A good sysadmin should be using something like puppet to ensure that all 
servers are kept in sync,  and so on.  Automated deployments should 
provide a reasonable set of defaults for a web application.It may be 
that we want to "wizardize it"  for some choices, like "you have both 
postgres and mysql installed, which do you want to use"


>
> That's my hypothetical use-case:
> 1- in my fedora system i installed tomcat7 and jboss 7
> 2- i install a mywebapp rpm using yum (just like installing phpmyadmin,
> but in this case the war is just sitting somewhere, no deploy)
> 3a- i install a mywebapp-tomcat7 bridge rpm using yum that does most
> configuration, but not everything
> or
> 3b- use a newly written deploy manager to deploy whatever in wherever
>
> That could rise a lot of dependant questions:
> - WEB-INF/lib: the proposal of linking to system jars just wont work so often,
> as many webapps are written to particular library versions (of
> commons- or just log4j)

In exploded view do the linking,  for a war view, do a copy.  This is 
for Fedora applications, so they should be deploying with the Fedora 
versions of standard libraries.  A web app that wants to deploy with 
F17   and uses log4j needs to work with the version deployed with F17 as 
well.  We can provide a way to override this for people that want to use 
the tool for non-standard library versions, but that is not the goal, as 
I see it.

> - many webapps in the past needed endorsed libs or configuration of bootstrap
> or jvm keystore
> - most webapps need a database and come with hibernate, so which
> backing db engine
> to configure to be used with hibernate?
> - how to make the user aware that the user/pass used for database creation
> have to be changed? and you still have to get somewhere the grant for
> creating such user
> - what about specific settings as -Xms or -XX:PermGen for the jvm which could
> be in conflict among webapps
>
> Imho, a fully automated deploy manager is just too complex to implement,
> and nevertheless, that would probably not  let you avoid small manual
> configurations.
I don't see it being fully automated.  More of a guide-you-through-it 
with-reasonable-defaults  tool.  A user should be able to run in in 
unattend mode by providing certain command line switches...or, 
conversely,  if we wnat the default to be  run it unattended, provide a 
switch --interactive and prompt them.  If run in unattended mode, and 
one of the values is invalid, the whole thing should fail as a unit.

We should also track the files we modify, provide copies of the 
originals, and clean up on uninstall of the webapp.

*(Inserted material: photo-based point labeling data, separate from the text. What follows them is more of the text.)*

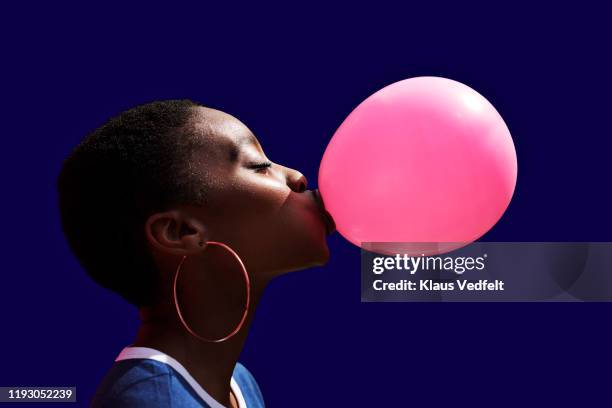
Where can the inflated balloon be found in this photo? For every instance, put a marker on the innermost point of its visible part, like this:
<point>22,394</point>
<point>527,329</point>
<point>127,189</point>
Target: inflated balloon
<point>424,160</point>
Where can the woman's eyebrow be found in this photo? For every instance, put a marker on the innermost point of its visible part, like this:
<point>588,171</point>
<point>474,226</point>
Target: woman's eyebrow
<point>247,139</point>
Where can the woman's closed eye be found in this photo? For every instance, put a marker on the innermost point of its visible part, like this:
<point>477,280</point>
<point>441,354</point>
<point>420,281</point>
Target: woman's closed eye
<point>260,167</point>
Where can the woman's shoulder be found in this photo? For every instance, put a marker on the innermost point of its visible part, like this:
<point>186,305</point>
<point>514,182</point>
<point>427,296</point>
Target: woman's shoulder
<point>142,382</point>
<point>248,386</point>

> What could be really a gift, is an automated tool which does a maximum common
> set of configurations, or even better, some sort of wizard that in a few steps
> could let you have running some webapp, that you just had sitting
> somewhere after
> installing the relevant packages.
>
>


Note that whey I suggested using maven, I did not mean that we should 
use the same pom as is used to build the application.  What would make 
more sense is to provide a fragment of a pom used just for deployment.  
I'd see it something like this:


in /etc/jwebapp/myproject.pom  (hey. why not!  seriously, though, 
where?  Should not be /etc/tomcat6...yes, I did this in JSON, to make it 
easier to read )

{
   {common:
      {format:war},  # as opposed to exploded
      {libs:[commons-codec,commons-logging]},
      {realm: simple},
   {tomcat6: ... }
   {jbossas5: ... }
}
    

and then

/usr/bin/jwebapp  myproject  --deploy  --server  tomcat6

Or something.  Probably should keep  these .poms in 
/usr/share/java/webapps,  but again allow users to customize them.